Three types of panoramic view
It's not enough to just look at the whole system. You have to know when to look at it. And you have to be able to see what happened immediately prior to those moments
One of the selling points of Flowopoly has always been that it enables a panoramic view of the whole system. And that this panoramic view is rarely afforded by either real life or by data that tries to describe real life.
But it's taken me a while to fully realise the importance of this panoramic view. In fact, there are three separate elements to it, and it's only when these three elements combine that we get the full benefit of the Flowopoly treatment.
The sweep of the landscape
The first and most obvious (obvious because you see it as soon as you walk into the room) panoramic element is the full extent of the static image. Before the replay begins—and in fact at any subsequent time when the replay is paused—you can see at a glance what each part of the system looks like. There aren't any blind spots. If you are in the Emeregency Department (ED), you can also see what the Acute Medical Unit (AMU) looks like, and what each and all of the many downstream wards look like, and so on. And you get these views simultaneously. In one eye-sweep.
It's not easy to do this in real life. Walls, ceilings and staircases get in the way. Quite often the downstream wards are spread out amongst different buildings, even.
The way we use data to capture these static snapshots so that we can mimic a panoramic view – it's patchy. We can often get a sense of how full each part of the system is at any one time, but the drawback to this is that there can often be delays getting the information so that it's all bang up to date. Also, fullness isn't the only thing we need to look at.
The decisive moment
The second panoramic element is more specific. It's to do with moments: those moments when patients move from one part of the system to another. Flowopoly lets you see what happens in the moment. When a patient's next port-of-call is somewhere else within the system (as opposed to their next-port-of-call being home) the patient's card is coloured grey. We make the transfer moments more visible than the non-transfer moments. Moreover, we also print each patient's next port-of-call on each card so that we can see where they are bound for.

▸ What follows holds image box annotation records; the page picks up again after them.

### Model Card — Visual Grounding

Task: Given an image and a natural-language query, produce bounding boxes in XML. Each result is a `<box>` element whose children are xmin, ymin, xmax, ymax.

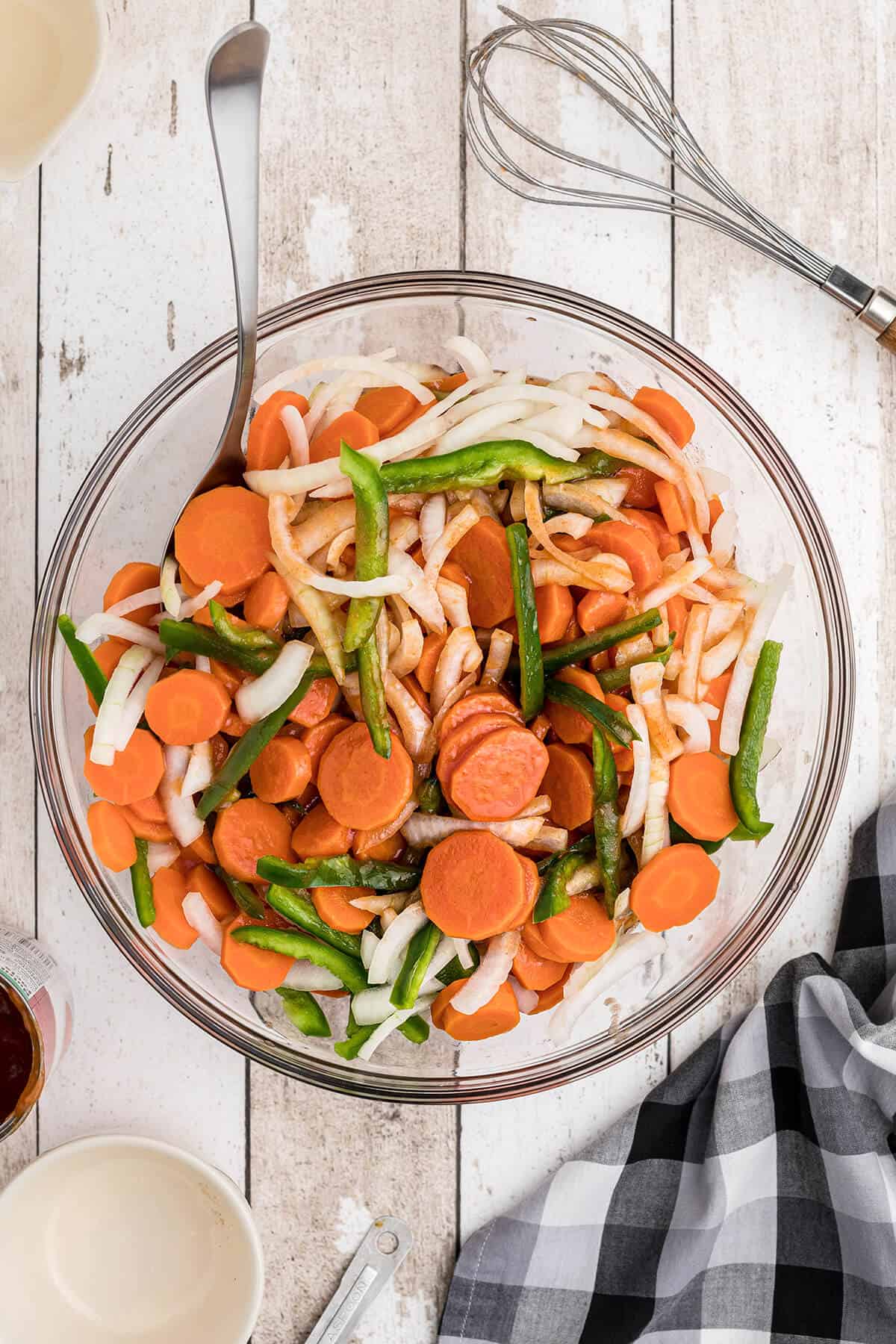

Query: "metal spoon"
<box><xmin>165</xmin><ymin>23</ymin><xmax>270</xmax><ymax>554</ymax></box>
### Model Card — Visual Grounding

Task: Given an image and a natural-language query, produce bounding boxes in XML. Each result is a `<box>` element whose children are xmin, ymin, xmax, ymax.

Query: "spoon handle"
<box><xmin>205</xmin><ymin>23</ymin><xmax>270</xmax><ymax>476</ymax></box>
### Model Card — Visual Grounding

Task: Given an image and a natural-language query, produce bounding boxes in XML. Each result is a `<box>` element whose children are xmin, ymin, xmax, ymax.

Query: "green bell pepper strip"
<box><xmin>230</xmin><ymin>924</ymin><xmax>367</xmax><ymax>995</ymax></box>
<box><xmin>358</xmin><ymin>633</ymin><xmax>392</xmax><ymax>761</ymax></box>
<box><xmin>131</xmin><ymin>837</ymin><xmax>156</xmax><ymax>929</ymax></box>
<box><xmin>338</xmin><ymin>440</ymin><xmax>388</xmax><ymax>653</ymax></box>
<box><xmin>267</xmin><ymin>883</ymin><xmax>361</xmax><ymax>961</ymax></box>
<box><xmin>505</xmin><ymin>523</ymin><xmax>544</xmax><ymax>721</ymax></box>
<box><xmin>277</xmin><ymin>989</ymin><xmax>333</xmax><ymax>1036</ymax></box>
<box><xmin>591</xmin><ymin>729</ymin><xmax>622</xmax><ymax>919</ymax></box>
<box><xmin>255</xmin><ymin>853</ymin><xmax>422</xmax><ymax>891</ymax></box>
<box><xmin>595</xmin><ymin>630</ymin><xmax>676</xmax><ymax>691</ymax></box>
<box><xmin>728</xmin><ymin>640</ymin><xmax>783</xmax><ymax>840</ymax></box>
<box><xmin>208</xmin><ymin>598</ymin><xmax>281</xmax><ymax>653</ymax></box>
<box><xmin>215</xmin><ymin>865</ymin><xmax>264</xmax><ymax>919</ymax></box>
<box><xmin>57</xmin><ymin>612</ymin><xmax>109</xmax><ymax>706</ymax></box>
<box><xmin>390</xmin><ymin>924</ymin><xmax>442</xmax><ymax>1008</ymax></box>
<box><xmin>196</xmin><ymin>669</ymin><xmax>317</xmax><ymax>820</ymax></box>
<box><xmin>542</xmin><ymin>677</ymin><xmax>641</xmax><ymax>753</ymax></box>
<box><xmin>380</xmin><ymin>438</ymin><xmax>625</xmax><ymax>494</ymax></box>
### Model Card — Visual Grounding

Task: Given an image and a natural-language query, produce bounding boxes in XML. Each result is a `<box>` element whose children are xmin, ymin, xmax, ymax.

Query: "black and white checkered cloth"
<box><xmin>439</xmin><ymin>801</ymin><xmax>896</xmax><ymax>1344</ymax></box>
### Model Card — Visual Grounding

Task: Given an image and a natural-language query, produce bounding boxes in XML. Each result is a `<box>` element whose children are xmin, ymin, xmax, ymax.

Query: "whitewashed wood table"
<box><xmin>0</xmin><ymin>0</ymin><xmax>896</xmax><ymax>1344</ymax></box>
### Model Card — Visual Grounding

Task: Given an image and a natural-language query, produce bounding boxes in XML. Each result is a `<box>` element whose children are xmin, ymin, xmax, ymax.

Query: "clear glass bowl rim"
<box><xmin>30</xmin><ymin>270</ymin><xmax>854</xmax><ymax>1105</ymax></box>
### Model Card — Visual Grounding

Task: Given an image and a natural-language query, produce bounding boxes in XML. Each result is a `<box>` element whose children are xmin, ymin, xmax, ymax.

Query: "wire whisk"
<box><xmin>464</xmin><ymin>5</ymin><xmax>896</xmax><ymax>352</ymax></box>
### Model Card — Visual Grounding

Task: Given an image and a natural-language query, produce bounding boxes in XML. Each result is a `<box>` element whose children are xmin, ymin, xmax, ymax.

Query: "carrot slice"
<box><xmin>317</xmin><ymin>723</ymin><xmax>414</xmax><ymax>830</ymax></box>
<box><xmin>144</xmin><ymin>668</ymin><xmax>230</xmax><ymax>747</ymax></box>
<box><xmin>432</xmin><ymin>980</ymin><xmax>520</xmax><ymax>1040</ymax></box>
<box><xmin>630</xmin><ymin>844</ymin><xmax>719</xmax><ymax>933</ymax></box>
<box><xmin>526</xmin><ymin>892</ymin><xmax>617</xmax><ymax>961</ymax></box>
<box><xmin>243</xmin><ymin>570</ymin><xmax>289</xmax><ymax>630</ymax></box>
<box><xmin>420</xmin><ymin>830</ymin><xmax>526</xmax><ymax>938</ymax></box>
<box><xmin>632</xmin><ymin>387</ymin><xmax>694</xmax><ymax>447</ymax></box>
<box><xmin>311</xmin><ymin>887</ymin><xmax>376</xmax><ymax>933</ymax></box>
<box><xmin>309</xmin><ymin>411</ymin><xmax>380</xmax><ymax>462</ymax></box>
<box><xmin>220</xmin><ymin>911</ymin><xmax>293</xmax><ymax>993</ymax></box>
<box><xmin>84</xmin><ymin>726</ymin><xmax>165</xmax><ymax>806</ymax></box>
<box><xmin>451</xmin><ymin>727</ymin><xmax>548</xmax><ymax>821</ymax></box>
<box><xmin>152</xmin><ymin>868</ymin><xmax>199</xmax><ymax>951</ymax></box>
<box><xmin>249</xmin><ymin>738</ymin><xmax>311</xmax><ymax>803</ymax></box>
<box><xmin>669</xmin><ymin>751</ymin><xmax>738</xmax><ymax>840</ymax></box>
<box><xmin>87</xmin><ymin>800</ymin><xmax>137</xmax><ymax>872</ymax></box>
<box><xmin>175</xmin><ymin>485</ymin><xmax>271</xmax><ymax>591</ymax></box>
<box><xmin>246</xmin><ymin>391</ymin><xmax>308</xmax><ymax>472</ymax></box>
<box><xmin>541</xmin><ymin>742</ymin><xmax>594</xmax><ymax>830</ymax></box>
<box><xmin>513</xmin><ymin>942</ymin><xmax>567</xmax><ymax>989</ymax></box>
<box><xmin>451</xmin><ymin>517</ymin><xmax>513</xmax><ymax>626</ymax></box>
<box><xmin>215</xmin><ymin>798</ymin><xmax>293</xmax><ymax>882</ymax></box>
<box><xmin>102</xmin><ymin>561</ymin><xmax>158</xmax><ymax>625</ymax></box>
<box><xmin>291</xmin><ymin>803</ymin><xmax>355</xmax><ymax>859</ymax></box>
<box><xmin>544</xmin><ymin>668</ymin><xmax>603</xmax><ymax>746</ymax></box>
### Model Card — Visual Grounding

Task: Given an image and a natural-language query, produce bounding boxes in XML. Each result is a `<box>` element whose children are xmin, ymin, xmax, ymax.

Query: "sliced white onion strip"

But our attention is drawn to the grey cards at very specific moments. Let's suppose for example that it's 11:43am and the patient in question arrived in the ED just over four hours earlier at 7:42am, so we've been alerted to this patient's predicament because breach moments get called out in Flowopoly. This means when we look at the card to see what the problem might be, we can look at how full the ED is at 11:43, how full their next port-of-call is at 11:43, and also we can see that the medical wards beyond AMU are also all full at 11:43. Flowopoly alerts us to the fact that the panoramic view is more important at the moments of dysfunction and the moments of transfer. We don't just need to look at the whole system at any old point in time; we need to look at it more closely at these specific moments in time.

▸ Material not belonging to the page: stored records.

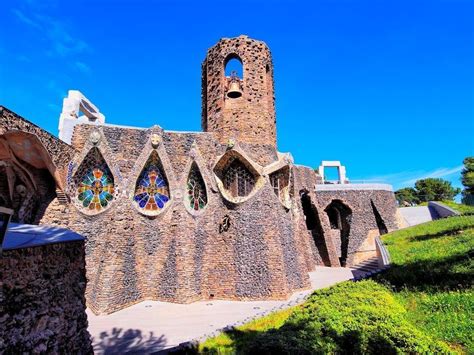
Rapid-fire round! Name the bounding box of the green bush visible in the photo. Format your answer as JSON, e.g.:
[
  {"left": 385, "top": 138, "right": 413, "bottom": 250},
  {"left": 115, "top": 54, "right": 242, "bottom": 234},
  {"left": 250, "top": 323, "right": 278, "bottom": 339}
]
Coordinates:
[{"left": 241, "top": 281, "right": 450, "bottom": 354}]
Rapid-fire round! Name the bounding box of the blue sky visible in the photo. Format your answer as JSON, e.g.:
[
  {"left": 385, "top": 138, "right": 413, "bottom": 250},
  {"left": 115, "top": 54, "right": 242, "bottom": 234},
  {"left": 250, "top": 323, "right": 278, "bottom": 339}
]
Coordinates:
[{"left": 0, "top": 0, "right": 474, "bottom": 193}]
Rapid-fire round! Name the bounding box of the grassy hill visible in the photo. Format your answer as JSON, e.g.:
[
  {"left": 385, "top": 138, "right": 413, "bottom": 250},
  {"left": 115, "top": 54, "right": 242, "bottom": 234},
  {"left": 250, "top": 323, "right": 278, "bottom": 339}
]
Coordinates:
[{"left": 199, "top": 216, "right": 474, "bottom": 354}]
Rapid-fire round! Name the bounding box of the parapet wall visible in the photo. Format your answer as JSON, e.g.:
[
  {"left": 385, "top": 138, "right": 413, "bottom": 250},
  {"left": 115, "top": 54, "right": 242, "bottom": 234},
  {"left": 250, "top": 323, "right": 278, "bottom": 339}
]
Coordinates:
[{"left": 0, "top": 241, "right": 92, "bottom": 354}]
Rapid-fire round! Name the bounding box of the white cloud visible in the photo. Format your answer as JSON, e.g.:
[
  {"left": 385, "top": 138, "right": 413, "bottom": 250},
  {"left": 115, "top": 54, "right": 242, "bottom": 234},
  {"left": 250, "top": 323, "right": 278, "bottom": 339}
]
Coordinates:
[
  {"left": 12, "top": 9, "right": 90, "bottom": 57},
  {"left": 74, "top": 61, "right": 91, "bottom": 74},
  {"left": 12, "top": 9, "right": 42, "bottom": 30}
]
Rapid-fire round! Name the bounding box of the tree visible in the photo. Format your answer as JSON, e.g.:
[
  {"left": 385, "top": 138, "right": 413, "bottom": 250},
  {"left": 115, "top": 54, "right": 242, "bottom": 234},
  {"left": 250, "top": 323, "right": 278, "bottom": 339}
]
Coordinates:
[
  {"left": 415, "top": 178, "right": 461, "bottom": 202},
  {"left": 395, "top": 187, "right": 420, "bottom": 206},
  {"left": 461, "top": 157, "right": 474, "bottom": 204}
]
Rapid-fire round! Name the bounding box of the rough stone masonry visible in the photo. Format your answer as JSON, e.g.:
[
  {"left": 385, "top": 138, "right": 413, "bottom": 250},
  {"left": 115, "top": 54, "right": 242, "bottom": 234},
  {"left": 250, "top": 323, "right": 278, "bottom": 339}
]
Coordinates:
[{"left": 0, "top": 36, "right": 397, "bottom": 313}]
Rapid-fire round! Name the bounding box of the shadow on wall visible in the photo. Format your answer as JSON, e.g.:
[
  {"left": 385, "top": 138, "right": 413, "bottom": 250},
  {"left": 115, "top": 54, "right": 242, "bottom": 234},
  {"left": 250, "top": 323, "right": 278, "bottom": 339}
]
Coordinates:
[
  {"left": 300, "top": 190, "right": 331, "bottom": 266},
  {"left": 324, "top": 200, "right": 352, "bottom": 267},
  {"left": 92, "top": 328, "right": 166, "bottom": 355}
]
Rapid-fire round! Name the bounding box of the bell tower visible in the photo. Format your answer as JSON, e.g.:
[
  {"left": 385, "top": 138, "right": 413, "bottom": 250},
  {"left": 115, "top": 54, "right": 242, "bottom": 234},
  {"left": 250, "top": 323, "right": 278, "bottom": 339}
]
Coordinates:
[{"left": 201, "top": 35, "right": 276, "bottom": 148}]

The history prior to the moment
The third panoramic aspect is that Flowopoly adds in a 'history' element to the panoramic in-the-moment view. A few months ago I was trying to get my head around what happens in those patient flow moments when a patient leaves the AMU and gets transferred onwards into a downstream medical award. I figured there were two separate viewpoints of these transfer events. One was the perspective of the AMU, where the main thing that is 'visible' was the patient's length of stay in AMU prior to transfer (and how much of that length of stay was 'surplus to requirements' since they were only there because they were waiting for a bed to become available). And the other viewpoint was that of the downstream ward, where the main thing was how many empty beds they had at the time the transfer took place.
(I have spent quite a lot of time since then theorising about whether patients who are transferred to downstream wards in times of plenty (and by 'plenty' I means empty beds being in plentiful supply) get there more quickly than patients who are transferred when beds are tight.)
But the panoramic observation is that what we are adding to the transfer moment is some historic information. In the case of the AMU it's how long had the patient spent in the AMU already, prior to moving out. And in the case of the downstream wards, the historic infomation was what was the occupancy in the minutes and hours preceding the transfer.
So this third element is to do with freezing the moment and then taking the opportunity to look at what was happening in the run-up to that moment. And this historical view also needs to be panoramic because there are two sides to every transfer story: what had been happening to the patient in the run-up to the transfer, and what had been happening to the ward capacity in the run-up to the transfer.